To check the antigen status of the fetus by looking for fetal DNA in the mother’s bloodstream.

Amniocentesis

To determine the antigen status of the fetus. In this test, a needle is put into the mother's amniotic sac and a sample of amniotic fluid is collected for analysis.

Antibody Titer

To look for the amount and type of red blood cell antibodies in the mother’s blood.

Doppler Ultrasound

To detect fetal anemia by measuring the speed of blood moving through the fetal brain. The type of ultrasound is called Doppler. Doppler measures the speed of blood in a specific vessel in the brain called the middle cerebral artery (MCA).

Cordocentesis

To determine the degree of fetal anemia. In this test, a fetal blood sample is taken from the umbilical cord under ultrasound guidance. If the fetus is found to be anemic, an intrauterine blood transfusion may be performed at the same setting.

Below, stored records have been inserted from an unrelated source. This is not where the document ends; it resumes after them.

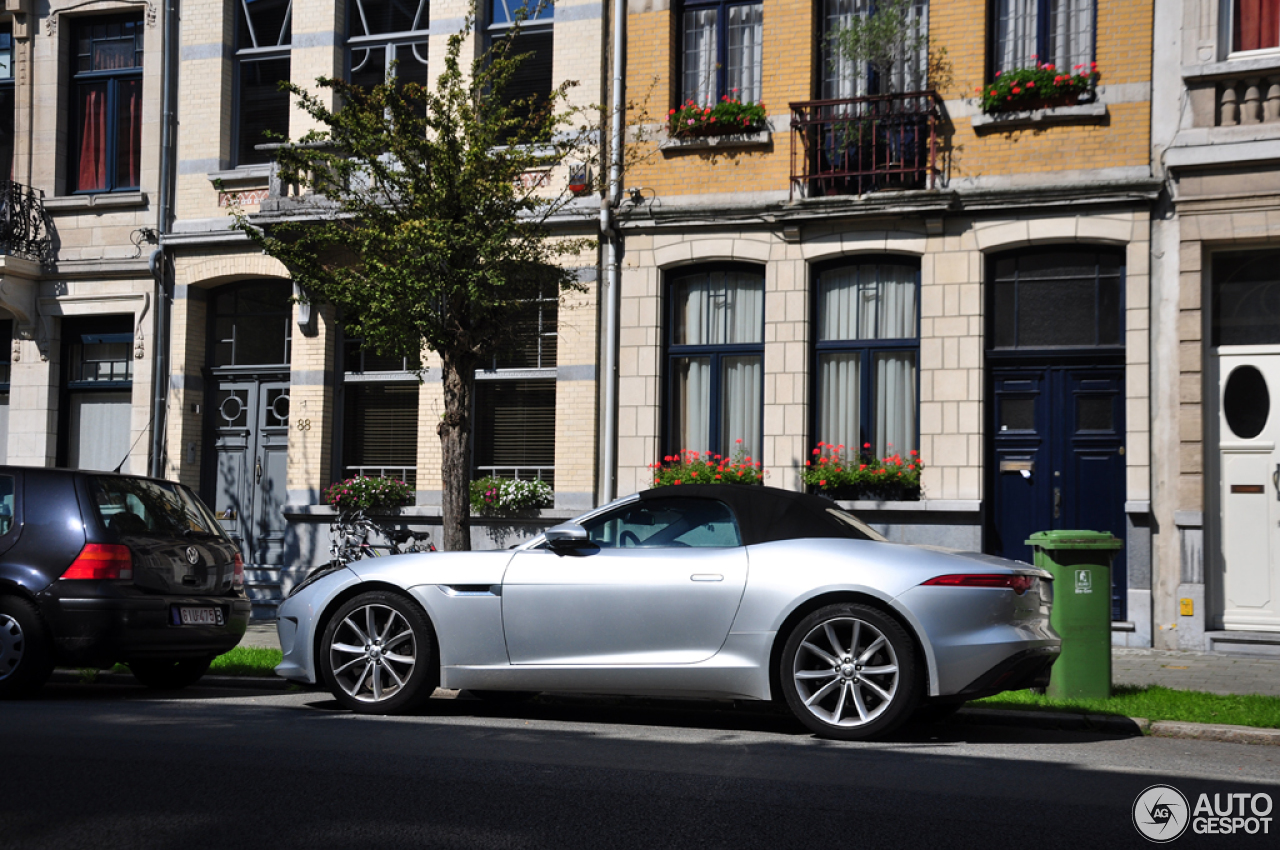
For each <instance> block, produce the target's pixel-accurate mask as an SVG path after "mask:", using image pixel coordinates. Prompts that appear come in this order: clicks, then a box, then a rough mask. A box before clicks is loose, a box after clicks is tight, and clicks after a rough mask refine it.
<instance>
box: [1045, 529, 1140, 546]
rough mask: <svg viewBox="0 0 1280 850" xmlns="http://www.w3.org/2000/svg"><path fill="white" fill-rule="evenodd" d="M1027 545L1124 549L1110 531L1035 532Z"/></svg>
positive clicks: (1069, 531)
mask: <svg viewBox="0 0 1280 850" xmlns="http://www.w3.org/2000/svg"><path fill="white" fill-rule="evenodd" d="M1027 545H1032V547H1039V548H1041V549H1120V548H1124V541H1123V540H1120V539H1119V538H1115V536H1112V535H1111V533H1110V531H1087V530H1083V529H1071V530H1068V529H1055V530H1053V531H1037V533H1036V534H1033V535H1032V536H1030V538H1029V539H1028V540H1027Z"/></svg>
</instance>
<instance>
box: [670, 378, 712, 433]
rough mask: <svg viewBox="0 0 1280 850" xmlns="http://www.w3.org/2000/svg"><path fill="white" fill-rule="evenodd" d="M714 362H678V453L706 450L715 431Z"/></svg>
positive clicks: (673, 411) (676, 420)
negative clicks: (711, 401)
mask: <svg viewBox="0 0 1280 850" xmlns="http://www.w3.org/2000/svg"><path fill="white" fill-rule="evenodd" d="M710 364H712V361H710V358H709V357H681V358H680V360H677V361H676V362H675V373H676V392H675V398H673V399H672V405H673V406H675V411H673V413H675V428H676V438H677V439H678V440H680V445H678V447H677V449H678V451H685V449H692V451H695V452H704V451H707V440H708V439H709V438H710V429H712V411H710V399H712V365H710Z"/></svg>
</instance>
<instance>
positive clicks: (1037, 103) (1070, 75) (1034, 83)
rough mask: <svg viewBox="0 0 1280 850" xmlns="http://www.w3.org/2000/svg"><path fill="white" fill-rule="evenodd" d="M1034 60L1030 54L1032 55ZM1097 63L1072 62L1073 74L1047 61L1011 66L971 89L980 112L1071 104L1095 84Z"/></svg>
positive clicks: (1013, 109)
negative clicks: (993, 76)
mask: <svg viewBox="0 0 1280 850" xmlns="http://www.w3.org/2000/svg"><path fill="white" fill-rule="evenodd" d="M1032 58H1033V59H1034V56H1032ZM1098 77H1101V74H1100V73H1098V63H1096V61H1094V63H1091V65H1089V68H1088V69H1085V67H1084V65H1076V67H1075V68H1074V70H1073V73H1064V72H1061V70H1059V69H1057V68H1055V67H1053V65H1051V64H1048V63H1043V64H1039V65H1037V67H1034V68H1014V69H1012V70H1007V72H996V78H995V79H993V81H991V83H989V84H987V86H979V87H978V88H975V90H974V93H977V95H978V97H979V102H980V104H982V111H984V113H1005V111H1014V110H1020V109H1037V108H1042V106H1056V105H1065V104H1074V102H1076V101H1078V100H1079V99H1080V95H1084V93H1085V92H1091V91H1093V87H1094V86H1097V83H1098Z"/></svg>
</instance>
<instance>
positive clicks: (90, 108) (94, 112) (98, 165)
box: [76, 86, 106, 192]
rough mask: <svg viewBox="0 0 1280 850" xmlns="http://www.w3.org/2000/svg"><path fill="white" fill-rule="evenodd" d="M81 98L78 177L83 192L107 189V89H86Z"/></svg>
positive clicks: (82, 93)
mask: <svg viewBox="0 0 1280 850" xmlns="http://www.w3.org/2000/svg"><path fill="white" fill-rule="evenodd" d="M79 95H81V145H79V175H78V179H77V180H76V188H77V189H78V191H81V192H83V191H88V189H104V188H106V88H105V87H99V86H95V87H92V88H90V87H83V88H81V90H79Z"/></svg>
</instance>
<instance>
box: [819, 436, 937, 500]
mask: <svg viewBox="0 0 1280 850" xmlns="http://www.w3.org/2000/svg"><path fill="white" fill-rule="evenodd" d="M870 448H872V444H870V443H864V444H863V451H861V452H860V453H858V452H855V453H852V454H846V452H845V447H844V445H842V444H841V445H833V444H831V443H818V448H815V449H813V457H812V458H810V460H808V461H805V463H804V469H803V470H800V479H801V480H803V481H804V483H805V484H806V485H808V486H810V488H813V489H815V490H819V492H822V493H827V494H829V495H833V497H837V498H841V497H842V498H851V499H856V498H870V499H904V498H905V499H918V498H919V497H920V470H923V469H924V462H923V461H922V460H920V456H919V453H918V452H916V451H915V449H911V451H910V452H908V456H906V457H902V456H901V454H897V453H895V454H890V456H887V457H876V456H873V454H872V453H870ZM890 448H893V444H892V443H890Z"/></svg>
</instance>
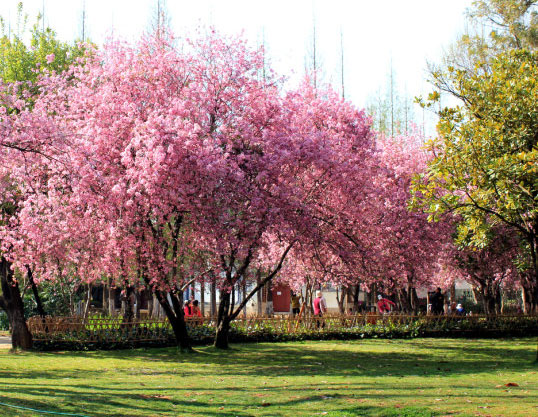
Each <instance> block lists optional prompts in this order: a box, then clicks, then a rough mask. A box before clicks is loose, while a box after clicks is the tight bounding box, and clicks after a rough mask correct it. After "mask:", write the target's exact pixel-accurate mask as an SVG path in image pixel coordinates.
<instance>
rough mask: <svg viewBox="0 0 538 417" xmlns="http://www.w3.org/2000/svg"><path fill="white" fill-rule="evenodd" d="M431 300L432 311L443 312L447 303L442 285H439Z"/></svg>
mask: <svg viewBox="0 0 538 417" xmlns="http://www.w3.org/2000/svg"><path fill="white" fill-rule="evenodd" d="M430 301H431V304H432V313H433V314H435V315H440V314H443V308H444V305H445V296H444V295H443V293H442V292H441V288H440V287H437V289H436V290H435V293H434V294H433V295H432V297H431V300H430Z"/></svg>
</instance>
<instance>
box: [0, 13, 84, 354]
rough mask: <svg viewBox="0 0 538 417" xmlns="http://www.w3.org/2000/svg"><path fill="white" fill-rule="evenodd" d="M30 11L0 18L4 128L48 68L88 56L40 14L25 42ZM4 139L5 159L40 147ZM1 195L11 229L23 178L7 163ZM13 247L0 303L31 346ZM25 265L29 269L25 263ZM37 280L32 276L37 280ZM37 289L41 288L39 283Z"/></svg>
mask: <svg viewBox="0 0 538 417" xmlns="http://www.w3.org/2000/svg"><path fill="white" fill-rule="evenodd" d="M27 20H28V18H27V16H26V15H24V13H23V9H22V3H19V6H18V14H17V22H18V24H17V25H16V28H15V30H13V31H9V30H8V31H6V26H5V22H4V20H3V19H1V18H0V25H1V28H2V34H1V36H0V57H1V59H0V80H1V82H2V84H1V87H2V93H1V98H0V123H1V124H2V125H3V126H4V127H5V126H6V124H5V123H3V122H7V123H8V124H9V120H6V119H9V114H11V113H13V112H16V111H18V106H19V105H17V104H16V101H17V100H18V99H20V100H23V101H25V103H26V105H29V106H31V104H32V103H33V100H34V98H35V96H36V95H37V94H38V93H39V89H38V88H37V87H36V83H37V80H38V79H39V77H40V76H41V75H43V74H45V73H47V72H49V71H57V72H62V71H63V70H64V69H66V68H67V67H68V65H69V64H70V63H72V62H74V61H75V60H76V59H77V58H78V57H80V56H82V55H83V53H84V52H83V51H82V50H81V49H79V48H78V47H76V46H75V45H69V44H67V43H64V42H60V41H59V40H58V39H57V38H56V34H55V33H54V31H53V30H52V29H50V28H45V27H44V26H41V27H40V24H39V23H40V22H39V18H38V20H37V22H36V23H35V24H34V26H33V27H32V28H31V29H30V43H29V45H28V44H26V43H25V42H24V37H25V36H26V34H27V31H26V23H27ZM3 133H6V134H5V135H4V136H2V139H1V141H0V148H1V149H0V152H1V153H2V156H1V157H2V158H4V157H5V156H6V155H5V153H9V152H10V150H13V149H17V151H22V152H23V153H29V152H39V149H37V148H34V147H33V145H32V144H31V143H29V141H23V142H19V141H13V140H10V138H9V136H8V135H7V132H3ZM1 171H2V172H1V176H2V185H1V188H2V191H3V193H2V195H3V199H2V202H1V205H2V210H1V219H0V222H1V224H2V228H4V229H5V228H9V225H10V220H9V219H10V218H11V217H13V216H16V215H17V212H18V210H19V203H20V201H19V200H18V197H19V194H18V192H17V188H18V185H19V184H18V181H19V178H17V177H16V176H14V175H12V173H10V172H7V171H6V169H5V167H3V169H2V170H1ZM10 249H11V247H10V245H9V244H8V243H6V242H5V241H2V259H1V262H2V268H1V271H0V279H1V281H2V289H3V298H4V299H3V300H2V302H0V307H2V308H4V309H6V311H7V314H8V317H9V320H10V323H11V328H12V332H13V336H12V343H13V347H15V348H17V347H20V348H24V349H26V348H29V347H31V344H32V340H31V336H30V335H29V333H28V330H27V328H26V323H25V321H24V312H23V303H22V299H21V298H20V290H19V285H18V282H17V281H16V280H15V279H14V278H13V271H12V268H13V265H12V260H13V259H12V258H11V257H10V256H9V251H10ZM22 270H26V267H24V266H23V268H22ZM32 282H33V281H32ZM33 290H34V291H36V288H35V286H34V288H33Z"/></svg>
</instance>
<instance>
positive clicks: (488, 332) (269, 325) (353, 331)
mask: <svg viewBox="0 0 538 417" xmlns="http://www.w3.org/2000/svg"><path fill="white" fill-rule="evenodd" d="M136 332H137V329H136V328H135V327H133V328H132V329H130V330H128V331H126V330H125V329H123V330H122V331H118V332H117V335H116V336H117V337H115V338H109V339H108V340H104V341H95V340H94V334H93V333H92V331H91V330H85V331H79V332H76V333H74V332H70V333H64V334H55V335H53V336H51V337H50V339H49V340H47V341H41V340H37V341H35V343H34V348H35V349H37V350H41V351H49V350H111V349H130V348H138V347H166V346H175V345H176V343H175V339H174V335H173V333H172V331H171V329H170V330H168V332H167V333H163V329H156V330H155V335H154V339H153V340H152V337H151V334H149V337H147V336H148V335H147V334H146V338H145V340H137V337H136V336H137V333H136ZM214 334H215V328H214V327H213V326H210V325H201V326H193V327H191V328H189V336H190V337H191V340H192V343H193V345H208V344H211V343H212V342H213V338H214ZM525 336H538V317H528V316H522V317H516V318H514V317H510V318H503V317H494V318H491V319H482V320H469V319H466V318H465V317H462V318H461V319H454V318H452V319H447V320H439V321H434V322H432V321H431V320H422V319H417V320H415V321H413V322H410V323H398V322H397V321H396V322H393V321H390V320H386V321H385V322H384V323H380V322H379V323H374V324H372V323H367V324H362V325H358V326H355V327H351V328H349V327H348V328H344V327H342V328H334V327H332V328H328V329H325V328H321V327H320V328H311V329H307V328H300V329H298V331H294V332H287V331H284V330H282V329H281V328H276V327H274V326H273V325H271V324H270V323H261V324H255V325H252V326H248V327H242V326H239V325H233V326H232V329H231V331H230V342H231V343H249V342H287V341H301V340H357V339H366V338H385V339H398V338H414V337H466V338H473V337H476V338H484V337H525Z"/></svg>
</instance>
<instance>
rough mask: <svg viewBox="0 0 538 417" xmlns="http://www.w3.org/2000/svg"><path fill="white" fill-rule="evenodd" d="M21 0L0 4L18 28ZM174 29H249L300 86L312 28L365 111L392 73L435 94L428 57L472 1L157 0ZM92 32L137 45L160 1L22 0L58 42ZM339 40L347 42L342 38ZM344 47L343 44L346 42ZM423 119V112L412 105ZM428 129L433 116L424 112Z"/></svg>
mask: <svg viewBox="0 0 538 417" xmlns="http://www.w3.org/2000/svg"><path fill="white" fill-rule="evenodd" d="M18 2H19V0H0V16H2V17H4V19H6V20H8V21H11V22H12V25H14V24H15V23H14V21H15V17H16V10H17V3H18ZM161 3H164V4H165V9H166V10H167V14H168V17H169V22H170V26H171V28H172V30H173V31H174V33H175V34H177V35H187V36H188V35H189V34H190V35H192V34H193V33H194V32H195V31H196V29H197V28H200V27H209V26H214V27H215V28H216V29H217V30H219V31H221V32H223V33H226V34H239V33H243V35H244V36H245V37H246V38H247V39H248V40H249V42H251V44H252V45H253V46H257V45H260V44H261V43H262V42H263V43H264V44H265V47H266V49H267V51H268V55H269V57H270V60H271V64H272V66H273V68H274V69H275V70H276V71H277V73H279V74H281V75H285V76H288V77H289V80H290V81H289V83H290V84H293V83H294V82H297V81H298V80H299V79H300V77H302V75H303V74H304V71H305V61H306V59H307V58H306V57H307V56H311V50H312V39H313V28H314V26H315V29H316V49H317V51H318V54H317V55H318V60H319V62H320V67H321V71H322V77H323V81H325V82H329V83H332V84H333V85H334V87H335V88H336V89H338V90H340V88H341V77H340V73H341V53H342V50H343V55H344V86H345V95H346V98H348V99H350V100H351V101H353V103H354V104H355V105H356V106H358V107H364V106H366V105H367V104H368V103H369V102H371V101H373V100H375V97H376V96H377V95H379V94H382V93H383V91H386V89H387V86H388V83H389V81H388V80H389V74H390V71H391V66H392V71H393V74H394V80H395V85H396V89H397V90H398V91H399V92H400V95H406V96H408V97H410V98H413V97H415V96H419V95H424V94H427V93H428V92H430V91H431V86H430V85H429V84H428V83H427V81H426V78H427V77H426V76H427V73H426V65H427V62H428V61H429V62H439V60H440V58H441V56H442V54H443V50H446V49H447V48H448V46H449V45H450V44H451V43H452V42H453V41H454V40H455V39H456V37H457V35H458V34H459V33H461V32H462V30H463V27H464V21H465V19H464V14H465V11H466V9H467V8H468V7H470V6H471V0H405V1H403V0H383V1H375V0H272V1H269V2H267V1H259V0H161ZM83 4H85V11H86V25H85V27H86V34H87V36H89V38H90V39H91V40H92V41H93V42H95V43H97V44H98V45H100V44H102V43H103V42H105V40H106V39H107V38H108V37H110V36H111V35H113V36H115V37H120V38H122V39H125V40H127V41H133V42H134V41H136V40H137V39H138V38H139V37H140V35H141V34H142V33H143V32H144V31H148V30H149V29H150V27H151V22H152V18H153V17H154V16H155V10H156V4H157V0H25V1H23V5H24V11H25V13H27V14H28V15H29V17H30V22H34V19H35V17H36V16H37V14H38V13H40V12H41V13H42V14H43V15H44V22H45V24H46V25H48V26H50V27H51V28H53V29H54V30H55V31H56V33H57V35H58V37H59V38H60V39H62V40H66V41H72V40H73V39H75V38H77V37H81V34H82V29H81V28H82V24H81V22H82V11H83V9H84V6H83ZM341 40H342V42H341ZM341 45H342V47H341ZM414 113H415V118H416V121H417V122H418V123H420V122H422V110H421V109H419V108H418V107H415V109H414ZM426 119H427V124H428V123H429V124H430V126H429V128H428V130H431V129H432V124H433V121H432V120H433V119H432V118H431V116H428V115H427V116H426ZM428 120H429V122H428Z"/></svg>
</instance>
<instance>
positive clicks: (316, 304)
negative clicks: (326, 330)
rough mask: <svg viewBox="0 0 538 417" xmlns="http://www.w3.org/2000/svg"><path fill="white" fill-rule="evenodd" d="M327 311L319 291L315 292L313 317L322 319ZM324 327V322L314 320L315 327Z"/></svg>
mask: <svg viewBox="0 0 538 417" xmlns="http://www.w3.org/2000/svg"><path fill="white" fill-rule="evenodd" d="M326 311H327V303H326V302H325V298H323V294H322V293H321V291H320V290H317V291H316V298H315V299H314V316H316V317H319V318H321V317H323V314H325V312H326ZM320 326H321V327H325V322H323V321H322V320H319V319H317V320H316V327H318V328H319V327H320Z"/></svg>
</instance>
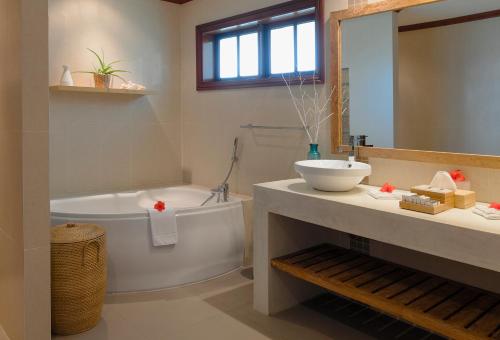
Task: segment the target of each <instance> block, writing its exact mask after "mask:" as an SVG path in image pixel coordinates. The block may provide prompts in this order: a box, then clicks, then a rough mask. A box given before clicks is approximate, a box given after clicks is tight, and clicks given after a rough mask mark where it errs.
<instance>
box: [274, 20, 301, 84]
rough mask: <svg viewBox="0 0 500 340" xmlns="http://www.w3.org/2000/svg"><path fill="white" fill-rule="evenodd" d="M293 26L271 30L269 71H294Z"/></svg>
mask: <svg viewBox="0 0 500 340" xmlns="http://www.w3.org/2000/svg"><path fill="white" fill-rule="evenodd" d="M294 40H295V39H294V26H287V27H283V28H277V29H273V30H271V73H272V74H279V73H291V72H295V41H294Z"/></svg>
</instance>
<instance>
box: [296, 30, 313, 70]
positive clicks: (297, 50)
mask: <svg viewBox="0 0 500 340" xmlns="http://www.w3.org/2000/svg"><path fill="white" fill-rule="evenodd" d="M297 70H298V71H299V72H305V71H314V70H316V23H315V22H307V23H305V24H300V25H297Z"/></svg>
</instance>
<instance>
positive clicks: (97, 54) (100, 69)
mask: <svg viewBox="0 0 500 340" xmlns="http://www.w3.org/2000/svg"><path fill="white" fill-rule="evenodd" d="M87 49H88V50H89V51H90V52H91V53H92V54H93V55H95V56H96V58H97V61H98V63H99V67H97V66H95V65H94V70H93V71H87V72H83V73H90V74H93V75H94V84H95V87H96V88H110V87H111V79H112V78H113V77H117V78H119V79H121V80H123V81H124V82H127V81H126V80H125V79H123V78H122V77H120V76H119V75H118V74H119V73H128V71H125V70H118V69H115V68H114V66H113V65H115V64H117V63H119V62H120V61H119V60H116V61H112V62H110V63H106V62H105V60H104V52H103V53H102V56H100V55H99V54H98V53H97V52H95V51H94V50H92V49H90V48H87Z"/></svg>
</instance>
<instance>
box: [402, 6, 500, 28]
mask: <svg viewBox="0 0 500 340" xmlns="http://www.w3.org/2000/svg"><path fill="white" fill-rule="evenodd" d="M497 9H500V0H445V1H442V2H438V3H435V4H430V5H423V6H417V7H411V8H407V9H405V10H403V11H401V12H400V13H399V15H398V21H399V26H405V25H413V24H419V23H422V22H429V21H436V20H442V19H449V18H456V17H460V16H464V15H470V14H477V13H482V12H488V11H493V10H497Z"/></svg>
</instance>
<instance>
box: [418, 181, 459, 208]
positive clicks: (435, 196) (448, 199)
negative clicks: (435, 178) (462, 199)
mask: <svg viewBox="0 0 500 340" xmlns="http://www.w3.org/2000/svg"><path fill="white" fill-rule="evenodd" d="M411 192H413V193H415V194H417V195H424V196H427V197H430V198H432V199H434V200H436V201H439V202H441V203H442V204H447V205H449V206H450V208H453V206H454V203H453V201H454V199H455V194H454V192H453V191H452V190H447V189H438V188H433V187H431V186H429V185H419V186H415V187H413V188H411Z"/></svg>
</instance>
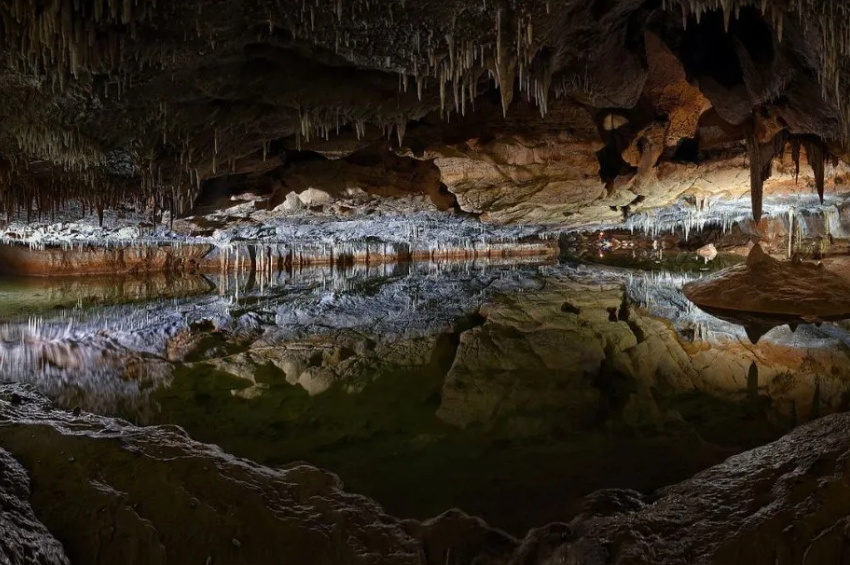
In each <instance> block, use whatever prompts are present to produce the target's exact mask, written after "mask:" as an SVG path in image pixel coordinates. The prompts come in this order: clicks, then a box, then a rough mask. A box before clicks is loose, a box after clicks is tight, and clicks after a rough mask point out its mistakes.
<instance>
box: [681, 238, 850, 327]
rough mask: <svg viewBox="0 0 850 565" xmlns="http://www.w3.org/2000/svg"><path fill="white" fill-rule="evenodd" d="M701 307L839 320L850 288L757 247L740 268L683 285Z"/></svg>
mask: <svg viewBox="0 0 850 565" xmlns="http://www.w3.org/2000/svg"><path fill="white" fill-rule="evenodd" d="M683 292H684V293H685V295H686V296H687V297H688V298H689V299H690V300H691V301H693V302H694V303H696V304H698V305H699V306H701V307H706V308H715V309H718V310H731V311H742V312H751V313H755V314H775V315H791V316H800V317H807V316H810V317H812V318H817V317H824V318H830V317H833V318H838V317H841V316H846V315H850V298H848V296H850V284H848V281H847V280H845V279H844V278H842V277H841V276H839V275H837V274H835V273H833V272H832V271H830V270H829V269H826V268H824V266H823V265H815V264H813V263H795V262H790V261H788V262H780V261H777V260H776V259H773V258H771V257H770V256H769V255H767V254H766V253H765V252H764V251H763V250H762V248H761V247H760V246H758V245H756V246H754V247H753V248H752V250H751V251H750V254H749V255H748V256H747V261H746V263H744V264H741V265H737V266H735V267H731V268H730V269H727V270H724V271H721V272H719V273H716V274H715V275H713V276H712V277H710V278H706V279H702V280H699V281H695V282H692V283H689V284H687V285H685V287H684V288H683Z"/></svg>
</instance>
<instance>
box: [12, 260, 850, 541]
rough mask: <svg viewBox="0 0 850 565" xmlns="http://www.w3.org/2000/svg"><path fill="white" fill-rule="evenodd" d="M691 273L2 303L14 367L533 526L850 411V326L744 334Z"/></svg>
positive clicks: (395, 484) (277, 458)
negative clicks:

Disease Management Strategies


Depending on the stage of pregnancy and severity of the condition, as well as in consultation with a physician, HDFN may be managed in a number of ways.

During pregnancy

Monitoring

The physician will check the baby’s blood flow in the brain (MCA Doppler) to check for signs of anemia.

Intrauterine blood transfusion (IUT)

In this procedure, a needle is placed through the mother’s uterus, either directly into the umbilical cord or the part of the umbilical cord that enters the fetal liver. An ultrasound is used to guide the needle. Once reaching the vein, healthy red blood cells are delivered into the fetal circulation, replacing those lost or damaged by HDFN. In almost all cases, multiple transfusions are required several weeks apart for the remainder of the pregnancy.

Intravenous immunoglobulin (IVIG)

IVIG is a product made up of a large mixture of normal antibodies given to the mother as an infusion through a vein. Exactly how IVIG works is not known, but may be related to various mechanisms that helps to reduce the levels of harmful antibodies or it may help to block the passage of harmful antibodies through the placenta.

Therapeutic plasma exchange

Also called plasmapheresis, it involves removing the mother’s plasma, which contains the harmful antibodies, and replacing it with albumin-rich fluid by passing the mother’s blood through a cell separator. The mother’s red and white blood cells are returned to the mother during the procedure.

Early delivery

Depending on how far along the pregnancy is, and if certain complications arise and the symptoms of HDFN are getting worse, the physician may recommend early delivery.

After Birth

Depending on the health status of the newborn, the newborn may require supportive management and close monitoring in the neonatal intensive care unit.

Phototherapy

If the baby has high levels of bilirubin, phototherapy may be used. In this procedure, the baby is put under a special blue light which helps get rid of extra bilirubin.

Blood transfusions

If the baby has severe anemia, red blood cell transfusions may be required to manage the anemia.

Exchange transfusion

Exchange transfusion is a potentially lifesaving, complex procedure that is performed in a neonatal intensive care unit. It involves removing portions of the neonate’s blood and replacing it with compatible donor blood. This is done in order to remove bilirubin and the harmful antibodies that are destroying the baby’s red blood cells.

Intravenous immunoglobulin (IVIG)

IVIG may be given to the baby after he or she is born to help reduce the level of harmful antibodies. Exactly how IVIG works is not known.

References:

Delaney M, Wikman A, van de Watering L, Schonewille H, Verdoes JP, Emery SP, et al. Blood group antigen matching influence on gestational outcomes (AMIGO) study. Transfusion 2017;57:525–32.

ACOG Practice Bulletin No 192: Management of Alloimmunization during Pregnancy, Obstet Gynecol 2018;131:e82–90.

Gajjar K, Spencer C. Diagnosis and management of non-anti-D red cell antibodies in pregnancy. The Obstetrician & Gynaecologist. 2009;11(2):89-95.

Kennedy MS, Moise KJ. Management of non-Rhesus (D) red blood cell alloantibodies during pregnancy. Timauer JS, Barss VA, eds. UpToDate. Waltham, MA: UpToDate Inc. http://www.uptodate.com (Accessed August 24, 2018).

Ghesquiere L, et al. Management of red blood cell alloimmunization in pregnancy. J Gynecol Obstet Hum Reprod 2018;47:197-204.